Case Study

Cyclist killed on Corvedale Road near Craven Arms, Salop

Incident date: 
Wed, 17 Oct 2012

A cyclist has been killed and another man seriously injured in a crash on Corvedale Road, near Craven Arms.

A second man had his leg broken when he was attempting to help the cyclist.

The crash occurred at around 08:00 in the morning. It is not known what other road users were involved and whether any arrests have been made.

  • UPDATE (06/11/14)

Two people have gone on trial accused of causing death by careless driving at Shrewsbury Crown Court. The victim, John Edmund Searle, was killed in a sequence of events that saw him run over twice.

The other person injured in the incident was a man who came to the aid of the cyclist. The good Samaritan was hit by another car and suffered a broken leg.

Pamela Willocks and Russel Davies deny causing the death of the 59-year-old classroom assistant, who was killed on the B4368 Corvedale Road near Craven Arms in 2012.

The jury at Shrewsbury Crown Court was told that Willocks, 50, of Watling Street South, Church Stretton, had clipped Mr Searle with her wing mirror, and then Davies, 54, of Burway Road, Church Stretton, had run over him.

Prosecutor Simon Davis said another man, Gary Pitkin, had stopped to help Mr Searle but had then been run over himself.

He said: “Just about 8.20am on October 17, 2012, John Searle was riding his pushbike eastward out of Craven Arms. As he was riding along, Pamela Willocks came up behind him, totally oblivious to his presence. As she came up, the wing mirror struck either his handlebars or Mr Searle, and that caused him to fall where he sustained an injury to his head.

“Travelling some distance behind Mrs Willocks was Russel Davies, driving a VW transporter van with a work colleague. He also didn’t see Mr Searle and drove over him, causing serious injury to his left leg, pelvis and abdomen.

“Another woman was driving behind and also failed to see him, driving over his right leg, causing injury, but nothing as grave as the other injuries.

“Shortly after this, Gary Pitkin, was driving in the opposite direction with three children in the car. He got out to see what he could do. As he was on the phone to the emergency services another car hit him, breaking his leg.”

Mr Searle, of Newington Way, Craven Arms, worked part-time at Onny Primary School in nearby Onibury.

The trial continues.

  • UPDATE (14/11/14)

Giving evidence at court yesterday, Davies said he had been on the way to a job when it happened.

He said: “All of a sudden the near side wheel on the van struck something on the road There was a massive jolt. It felt like something like a raised drain cover or something at the time.

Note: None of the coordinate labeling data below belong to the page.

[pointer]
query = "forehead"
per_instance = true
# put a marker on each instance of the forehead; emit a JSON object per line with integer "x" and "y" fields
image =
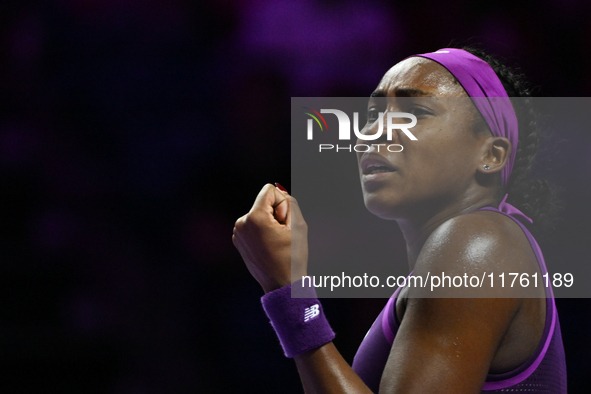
{"x": 422, "y": 74}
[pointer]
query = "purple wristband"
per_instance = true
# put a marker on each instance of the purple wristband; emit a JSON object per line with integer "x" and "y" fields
{"x": 299, "y": 323}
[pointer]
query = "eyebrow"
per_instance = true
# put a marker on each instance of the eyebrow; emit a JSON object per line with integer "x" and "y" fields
{"x": 403, "y": 92}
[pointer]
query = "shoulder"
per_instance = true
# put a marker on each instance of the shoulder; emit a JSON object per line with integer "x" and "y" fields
{"x": 479, "y": 243}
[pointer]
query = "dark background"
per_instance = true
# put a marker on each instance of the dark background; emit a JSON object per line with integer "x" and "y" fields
{"x": 134, "y": 133}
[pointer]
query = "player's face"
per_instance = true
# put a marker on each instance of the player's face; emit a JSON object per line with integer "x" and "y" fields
{"x": 440, "y": 166}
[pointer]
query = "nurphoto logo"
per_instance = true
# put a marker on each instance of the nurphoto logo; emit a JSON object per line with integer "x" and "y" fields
{"x": 345, "y": 129}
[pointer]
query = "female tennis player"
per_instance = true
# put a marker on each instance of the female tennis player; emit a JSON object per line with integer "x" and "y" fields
{"x": 462, "y": 203}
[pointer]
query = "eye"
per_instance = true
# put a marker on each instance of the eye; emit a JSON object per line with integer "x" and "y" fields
{"x": 418, "y": 111}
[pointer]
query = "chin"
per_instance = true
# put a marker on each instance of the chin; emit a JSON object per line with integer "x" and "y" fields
{"x": 382, "y": 209}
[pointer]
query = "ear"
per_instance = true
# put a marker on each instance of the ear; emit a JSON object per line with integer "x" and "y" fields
{"x": 495, "y": 155}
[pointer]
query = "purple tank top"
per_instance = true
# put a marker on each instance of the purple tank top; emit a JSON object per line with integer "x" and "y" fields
{"x": 543, "y": 372}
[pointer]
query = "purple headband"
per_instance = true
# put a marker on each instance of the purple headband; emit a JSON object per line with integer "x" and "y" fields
{"x": 479, "y": 80}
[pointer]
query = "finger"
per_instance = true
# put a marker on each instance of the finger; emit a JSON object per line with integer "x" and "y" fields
{"x": 295, "y": 213}
{"x": 267, "y": 199}
{"x": 282, "y": 208}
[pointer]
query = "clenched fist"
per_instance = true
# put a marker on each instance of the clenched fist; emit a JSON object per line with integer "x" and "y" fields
{"x": 273, "y": 239}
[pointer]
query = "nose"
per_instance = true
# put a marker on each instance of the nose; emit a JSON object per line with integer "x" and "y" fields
{"x": 376, "y": 132}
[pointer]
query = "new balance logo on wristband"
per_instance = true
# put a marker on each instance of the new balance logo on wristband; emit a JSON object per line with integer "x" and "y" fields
{"x": 311, "y": 312}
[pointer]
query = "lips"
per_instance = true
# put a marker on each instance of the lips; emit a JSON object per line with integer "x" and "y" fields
{"x": 373, "y": 163}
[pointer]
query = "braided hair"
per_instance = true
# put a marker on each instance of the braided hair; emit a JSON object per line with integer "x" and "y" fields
{"x": 533, "y": 196}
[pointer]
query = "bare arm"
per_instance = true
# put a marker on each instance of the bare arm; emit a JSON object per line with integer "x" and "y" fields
{"x": 443, "y": 345}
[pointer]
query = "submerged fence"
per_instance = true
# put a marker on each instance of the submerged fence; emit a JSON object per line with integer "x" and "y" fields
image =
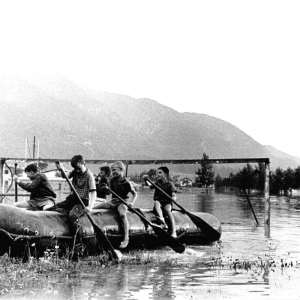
{"x": 234, "y": 190}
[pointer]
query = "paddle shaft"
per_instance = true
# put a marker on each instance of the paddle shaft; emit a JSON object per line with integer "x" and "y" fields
{"x": 166, "y": 237}
{"x": 134, "y": 210}
{"x": 158, "y": 188}
{"x": 16, "y": 184}
{"x": 200, "y": 223}
{"x": 97, "y": 229}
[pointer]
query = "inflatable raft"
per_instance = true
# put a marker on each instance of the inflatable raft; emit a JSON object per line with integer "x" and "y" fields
{"x": 23, "y": 231}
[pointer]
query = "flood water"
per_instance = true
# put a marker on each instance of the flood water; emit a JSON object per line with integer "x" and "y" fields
{"x": 244, "y": 265}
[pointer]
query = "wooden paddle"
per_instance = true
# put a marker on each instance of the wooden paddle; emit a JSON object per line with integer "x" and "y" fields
{"x": 201, "y": 224}
{"x": 16, "y": 184}
{"x": 98, "y": 232}
{"x": 162, "y": 234}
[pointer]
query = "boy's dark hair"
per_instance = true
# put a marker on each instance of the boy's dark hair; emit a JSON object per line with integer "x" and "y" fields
{"x": 106, "y": 170}
{"x": 77, "y": 159}
{"x": 31, "y": 168}
{"x": 165, "y": 170}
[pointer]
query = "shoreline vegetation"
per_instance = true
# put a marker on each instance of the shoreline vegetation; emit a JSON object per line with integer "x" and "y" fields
{"x": 16, "y": 276}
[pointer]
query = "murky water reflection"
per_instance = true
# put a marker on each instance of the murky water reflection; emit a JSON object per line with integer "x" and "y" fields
{"x": 201, "y": 272}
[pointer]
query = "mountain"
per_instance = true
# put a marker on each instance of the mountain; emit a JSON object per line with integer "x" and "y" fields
{"x": 69, "y": 119}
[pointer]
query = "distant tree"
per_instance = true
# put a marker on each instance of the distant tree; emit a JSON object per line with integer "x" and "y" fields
{"x": 152, "y": 173}
{"x": 43, "y": 166}
{"x": 205, "y": 175}
{"x": 174, "y": 179}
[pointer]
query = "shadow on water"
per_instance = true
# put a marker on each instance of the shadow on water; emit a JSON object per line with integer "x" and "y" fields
{"x": 244, "y": 265}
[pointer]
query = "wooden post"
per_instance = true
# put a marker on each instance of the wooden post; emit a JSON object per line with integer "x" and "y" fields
{"x": 267, "y": 200}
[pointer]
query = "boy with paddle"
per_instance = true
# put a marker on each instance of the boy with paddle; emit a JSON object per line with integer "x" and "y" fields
{"x": 122, "y": 187}
{"x": 161, "y": 201}
{"x": 83, "y": 182}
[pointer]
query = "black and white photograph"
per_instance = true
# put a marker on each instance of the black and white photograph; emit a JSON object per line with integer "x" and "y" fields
{"x": 149, "y": 150}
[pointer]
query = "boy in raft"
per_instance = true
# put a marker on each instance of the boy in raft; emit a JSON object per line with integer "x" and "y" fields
{"x": 104, "y": 175}
{"x": 84, "y": 184}
{"x": 42, "y": 195}
{"x": 122, "y": 187}
{"x": 161, "y": 201}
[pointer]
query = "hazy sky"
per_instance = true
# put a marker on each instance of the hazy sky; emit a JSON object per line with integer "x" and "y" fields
{"x": 235, "y": 60}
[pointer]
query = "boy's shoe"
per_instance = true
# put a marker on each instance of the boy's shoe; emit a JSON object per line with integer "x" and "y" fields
{"x": 124, "y": 244}
{"x": 161, "y": 221}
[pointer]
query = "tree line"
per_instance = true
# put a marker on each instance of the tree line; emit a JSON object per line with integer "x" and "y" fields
{"x": 253, "y": 178}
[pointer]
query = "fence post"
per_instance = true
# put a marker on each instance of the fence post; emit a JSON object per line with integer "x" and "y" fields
{"x": 267, "y": 200}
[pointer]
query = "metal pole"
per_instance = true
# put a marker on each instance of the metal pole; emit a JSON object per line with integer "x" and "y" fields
{"x": 267, "y": 200}
{"x": 33, "y": 154}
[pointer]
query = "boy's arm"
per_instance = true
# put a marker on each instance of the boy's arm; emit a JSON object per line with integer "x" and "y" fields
{"x": 145, "y": 177}
{"x": 174, "y": 197}
{"x": 30, "y": 186}
{"x": 92, "y": 196}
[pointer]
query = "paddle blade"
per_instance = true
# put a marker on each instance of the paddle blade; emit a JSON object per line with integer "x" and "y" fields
{"x": 167, "y": 239}
{"x": 209, "y": 231}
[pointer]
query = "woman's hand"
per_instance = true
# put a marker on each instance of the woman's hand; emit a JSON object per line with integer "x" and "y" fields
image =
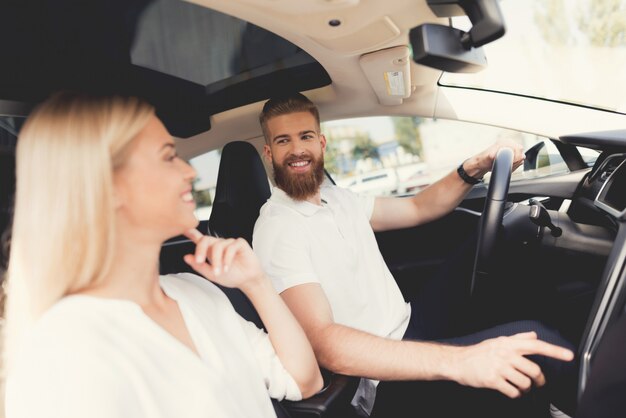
{"x": 228, "y": 262}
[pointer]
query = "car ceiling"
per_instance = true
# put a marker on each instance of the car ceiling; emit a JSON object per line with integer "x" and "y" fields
{"x": 37, "y": 60}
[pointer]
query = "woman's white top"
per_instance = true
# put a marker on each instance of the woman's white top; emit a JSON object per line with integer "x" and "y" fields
{"x": 95, "y": 357}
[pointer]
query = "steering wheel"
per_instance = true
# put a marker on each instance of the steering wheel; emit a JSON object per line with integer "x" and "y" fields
{"x": 493, "y": 213}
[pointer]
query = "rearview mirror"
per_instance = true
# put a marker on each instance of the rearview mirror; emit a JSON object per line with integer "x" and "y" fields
{"x": 453, "y": 50}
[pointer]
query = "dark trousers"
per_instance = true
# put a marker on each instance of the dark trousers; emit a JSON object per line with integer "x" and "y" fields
{"x": 444, "y": 312}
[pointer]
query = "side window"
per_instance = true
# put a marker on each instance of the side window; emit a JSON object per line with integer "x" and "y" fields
{"x": 402, "y": 155}
{"x": 206, "y": 166}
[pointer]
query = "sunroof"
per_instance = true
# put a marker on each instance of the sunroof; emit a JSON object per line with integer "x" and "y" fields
{"x": 207, "y": 47}
{"x": 191, "y": 62}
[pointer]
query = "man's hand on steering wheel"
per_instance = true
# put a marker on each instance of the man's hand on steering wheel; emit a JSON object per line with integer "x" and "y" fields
{"x": 480, "y": 164}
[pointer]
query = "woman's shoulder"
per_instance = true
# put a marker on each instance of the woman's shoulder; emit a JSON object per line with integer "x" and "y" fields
{"x": 192, "y": 286}
{"x": 75, "y": 322}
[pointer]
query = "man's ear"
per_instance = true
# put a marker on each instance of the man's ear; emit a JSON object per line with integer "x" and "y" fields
{"x": 267, "y": 153}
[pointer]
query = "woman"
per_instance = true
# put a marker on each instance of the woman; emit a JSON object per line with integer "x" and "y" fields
{"x": 91, "y": 328}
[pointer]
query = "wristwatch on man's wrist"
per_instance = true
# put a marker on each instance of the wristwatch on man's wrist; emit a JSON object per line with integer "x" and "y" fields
{"x": 466, "y": 177}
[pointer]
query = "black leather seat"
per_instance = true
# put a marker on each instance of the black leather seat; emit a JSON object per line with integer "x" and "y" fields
{"x": 242, "y": 188}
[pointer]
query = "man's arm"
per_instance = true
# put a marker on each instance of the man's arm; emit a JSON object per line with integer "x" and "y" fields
{"x": 497, "y": 363}
{"x": 440, "y": 197}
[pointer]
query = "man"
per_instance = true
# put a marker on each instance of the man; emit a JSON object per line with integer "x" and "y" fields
{"x": 317, "y": 244}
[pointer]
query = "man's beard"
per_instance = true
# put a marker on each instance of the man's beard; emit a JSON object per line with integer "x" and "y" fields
{"x": 299, "y": 186}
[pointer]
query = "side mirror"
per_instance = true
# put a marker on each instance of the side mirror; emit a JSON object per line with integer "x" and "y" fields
{"x": 536, "y": 157}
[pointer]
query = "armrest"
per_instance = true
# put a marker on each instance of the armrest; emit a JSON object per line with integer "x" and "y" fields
{"x": 332, "y": 401}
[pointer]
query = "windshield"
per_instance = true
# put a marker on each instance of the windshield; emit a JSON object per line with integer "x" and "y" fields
{"x": 572, "y": 51}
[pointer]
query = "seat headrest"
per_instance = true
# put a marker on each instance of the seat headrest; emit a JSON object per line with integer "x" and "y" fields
{"x": 242, "y": 188}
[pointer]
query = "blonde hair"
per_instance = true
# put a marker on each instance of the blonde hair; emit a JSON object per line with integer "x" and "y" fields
{"x": 64, "y": 222}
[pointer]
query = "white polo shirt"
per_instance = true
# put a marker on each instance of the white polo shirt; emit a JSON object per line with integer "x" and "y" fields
{"x": 334, "y": 245}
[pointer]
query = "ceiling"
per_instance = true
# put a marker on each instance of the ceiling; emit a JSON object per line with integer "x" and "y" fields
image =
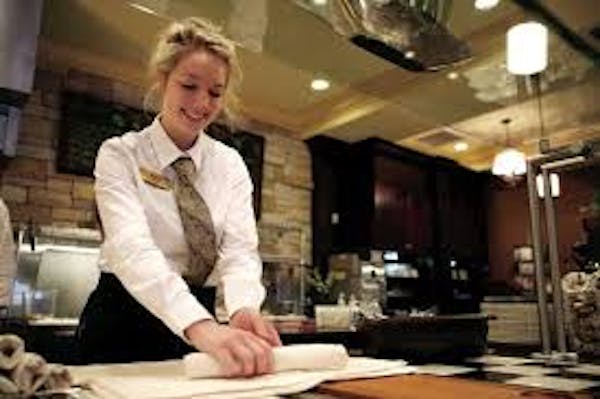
{"x": 284, "y": 46}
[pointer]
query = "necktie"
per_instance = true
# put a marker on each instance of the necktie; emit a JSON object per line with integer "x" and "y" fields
{"x": 197, "y": 223}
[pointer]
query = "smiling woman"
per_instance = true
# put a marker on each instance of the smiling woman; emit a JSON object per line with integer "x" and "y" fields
{"x": 176, "y": 210}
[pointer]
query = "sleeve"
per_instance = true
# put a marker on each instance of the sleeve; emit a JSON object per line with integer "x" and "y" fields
{"x": 8, "y": 264}
{"x": 129, "y": 247}
{"x": 238, "y": 262}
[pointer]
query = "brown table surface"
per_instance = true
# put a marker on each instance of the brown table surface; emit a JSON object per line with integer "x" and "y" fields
{"x": 426, "y": 386}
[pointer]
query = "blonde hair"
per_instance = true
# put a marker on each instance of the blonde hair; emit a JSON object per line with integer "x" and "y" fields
{"x": 188, "y": 35}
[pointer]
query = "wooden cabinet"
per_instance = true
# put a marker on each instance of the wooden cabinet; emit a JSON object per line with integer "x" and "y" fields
{"x": 376, "y": 195}
{"x": 392, "y": 204}
{"x": 329, "y": 169}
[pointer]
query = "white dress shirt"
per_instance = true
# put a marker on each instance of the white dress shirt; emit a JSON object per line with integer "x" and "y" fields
{"x": 8, "y": 264}
{"x": 144, "y": 243}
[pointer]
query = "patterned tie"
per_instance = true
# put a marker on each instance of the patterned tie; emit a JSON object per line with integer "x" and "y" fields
{"x": 197, "y": 223}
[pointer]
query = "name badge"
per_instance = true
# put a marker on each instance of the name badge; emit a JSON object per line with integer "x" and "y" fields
{"x": 155, "y": 179}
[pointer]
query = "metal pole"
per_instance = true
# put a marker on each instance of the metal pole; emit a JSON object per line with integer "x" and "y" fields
{"x": 534, "y": 214}
{"x": 554, "y": 264}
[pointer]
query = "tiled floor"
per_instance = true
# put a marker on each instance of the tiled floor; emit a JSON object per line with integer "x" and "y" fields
{"x": 582, "y": 378}
{"x": 532, "y": 372}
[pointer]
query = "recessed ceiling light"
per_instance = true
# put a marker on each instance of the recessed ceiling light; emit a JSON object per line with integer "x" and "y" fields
{"x": 142, "y": 8}
{"x": 485, "y": 5}
{"x": 319, "y": 84}
{"x": 461, "y": 146}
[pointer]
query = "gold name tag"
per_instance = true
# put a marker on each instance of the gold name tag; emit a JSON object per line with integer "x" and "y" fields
{"x": 155, "y": 179}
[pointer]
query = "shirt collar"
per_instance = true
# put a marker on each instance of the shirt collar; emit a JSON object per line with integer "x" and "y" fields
{"x": 167, "y": 151}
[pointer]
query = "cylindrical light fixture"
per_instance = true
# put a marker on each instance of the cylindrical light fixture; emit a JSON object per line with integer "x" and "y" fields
{"x": 509, "y": 163}
{"x": 527, "y": 48}
{"x": 554, "y": 185}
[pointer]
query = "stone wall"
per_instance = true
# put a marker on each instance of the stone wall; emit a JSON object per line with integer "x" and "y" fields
{"x": 33, "y": 190}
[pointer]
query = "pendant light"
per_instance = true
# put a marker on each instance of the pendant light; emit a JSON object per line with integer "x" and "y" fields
{"x": 509, "y": 164}
{"x": 527, "y": 48}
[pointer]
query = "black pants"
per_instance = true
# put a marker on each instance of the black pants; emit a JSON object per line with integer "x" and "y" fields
{"x": 115, "y": 328}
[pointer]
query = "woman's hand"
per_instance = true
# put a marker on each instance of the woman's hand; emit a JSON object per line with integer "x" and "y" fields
{"x": 250, "y": 320}
{"x": 240, "y": 353}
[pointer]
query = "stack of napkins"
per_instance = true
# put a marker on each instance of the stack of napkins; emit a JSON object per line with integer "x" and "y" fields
{"x": 26, "y": 373}
{"x": 297, "y": 368}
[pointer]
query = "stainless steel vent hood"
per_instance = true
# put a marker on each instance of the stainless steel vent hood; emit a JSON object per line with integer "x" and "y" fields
{"x": 19, "y": 29}
{"x": 408, "y": 33}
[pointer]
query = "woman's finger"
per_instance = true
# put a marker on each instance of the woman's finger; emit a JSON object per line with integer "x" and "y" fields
{"x": 244, "y": 357}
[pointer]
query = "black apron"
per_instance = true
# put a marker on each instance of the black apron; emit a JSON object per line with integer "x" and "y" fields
{"x": 115, "y": 328}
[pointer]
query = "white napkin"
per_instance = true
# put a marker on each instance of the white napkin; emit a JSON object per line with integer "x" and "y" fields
{"x": 7, "y": 386}
{"x": 59, "y": 378}
{"x": 292, "y": 357}
{"x": 31, "y": 373}
{"x": 12, "y": 349}
{"x": 166, "y": 380}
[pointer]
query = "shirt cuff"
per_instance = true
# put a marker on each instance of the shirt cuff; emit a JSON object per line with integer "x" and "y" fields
{"x": 242, "y": 293}
{"x": 187, "y": 312}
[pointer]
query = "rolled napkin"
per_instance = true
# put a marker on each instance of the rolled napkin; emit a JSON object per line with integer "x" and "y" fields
{"x": 12, "y": 349}
{"x": 30, "y": 374}
{"x": 291, "y": 357}
{"x": 59, "y": 378}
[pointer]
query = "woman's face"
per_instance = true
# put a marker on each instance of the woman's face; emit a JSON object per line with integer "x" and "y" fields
{"x": 193, "y": 95}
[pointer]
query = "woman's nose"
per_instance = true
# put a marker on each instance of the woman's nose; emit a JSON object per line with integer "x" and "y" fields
{"x": 202, "y": 102}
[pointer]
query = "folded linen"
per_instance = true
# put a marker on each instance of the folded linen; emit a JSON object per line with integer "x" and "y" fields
{"x": 59, "y": 377}
{"x": 7, "y": 386}
{"x": 292, "y": 357}
{"x": 12, "y": 349}
{"x": 30, "y": 374}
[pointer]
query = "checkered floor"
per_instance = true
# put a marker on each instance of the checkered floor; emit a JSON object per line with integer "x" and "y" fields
{"x": 582, "y": 378}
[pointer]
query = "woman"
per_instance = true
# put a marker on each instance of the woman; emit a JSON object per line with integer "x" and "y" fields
{"x": 176, "y": 207}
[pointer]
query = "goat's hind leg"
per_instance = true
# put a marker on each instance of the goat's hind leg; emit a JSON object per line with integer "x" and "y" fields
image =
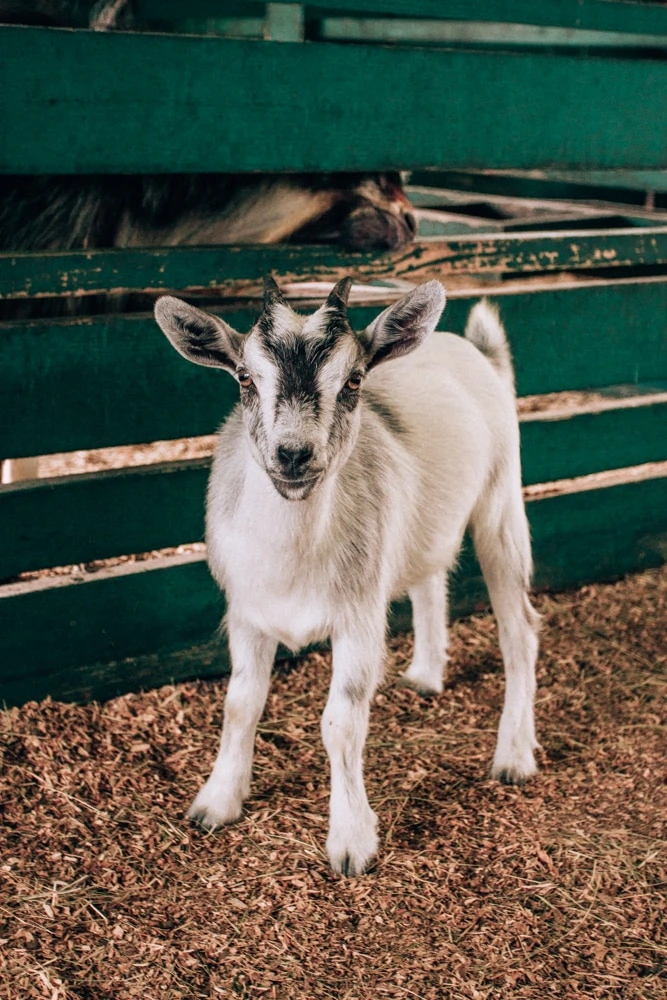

“I was a bit worried something had fallen off the vehicle into the road and that was why we went back really.”

He said he was greeted with “carnage”. “It was not what I expected to see when I came back round the bend,” he added.

Davies’ solicitor Miss Kim Halsall asked him: “Do you know if your vehicle went over his bicycle?”

He replied: “No. I didn’t know at the time, I didn’t know what I had gone over.”

Miss Halsall added: “The prosecution also say your vehicle drove over Mr Searle.”

Davies replied: “I can’t say. I don’t know what I went over at the time.”

The trial continues.

  • UPDATE 20/11/14

Willocks and Davies have both been cleared by a jury of causing death by careless driving. The jury returned unanimous verdicts at Shrewsbury Crown Court.

Judge Robert Eades said: “This has been a very unusual case and it had a lot of permutations which made it from a lawyer’s point of view very interesting but from a jury point of view very difficult.”

During the trial Mr Davies, an electrician, had told the court he had felt a “huge jolt” while driving along the road and had returned to find the cyclist face down in the road. He said he still was not sure if he had hit Mr Searle or not.

Mr Davies rejected claims under cross-examination that he had been driving too quickly or had been distracted, and said he had been driving “at a safe speed for those conditions”.

Constable Ian Edwards, a collision expert for West Mercia Police, said sunlight would have been shining directly into the eyes of drivers travelling eastbound on the road on the day cyclist Mr Searle was killed.

The court also heard how a black 4×4 Suzuki Jimny, which had over taken Mrs Willocks’ car moments before the collision, could have affected Mr Searle’s cycling.

CTC's view: 

This is an extremely tragic story, we are truly sorry for the friends and relatives of John Searle.

If the drivers involved in this incident had been driving at a safe speed for the conditions (i.e. blinding sunlight), it is likely that Mr Searle would still be alive today. Only when jurors stop accepting the ‘blinded by sunlight’ excuse and start convicting drivers who injure or kill when they fail to drive to the conditions, will drivers begin to slow down to appropriate speeds when their visibility is affected by sunlight.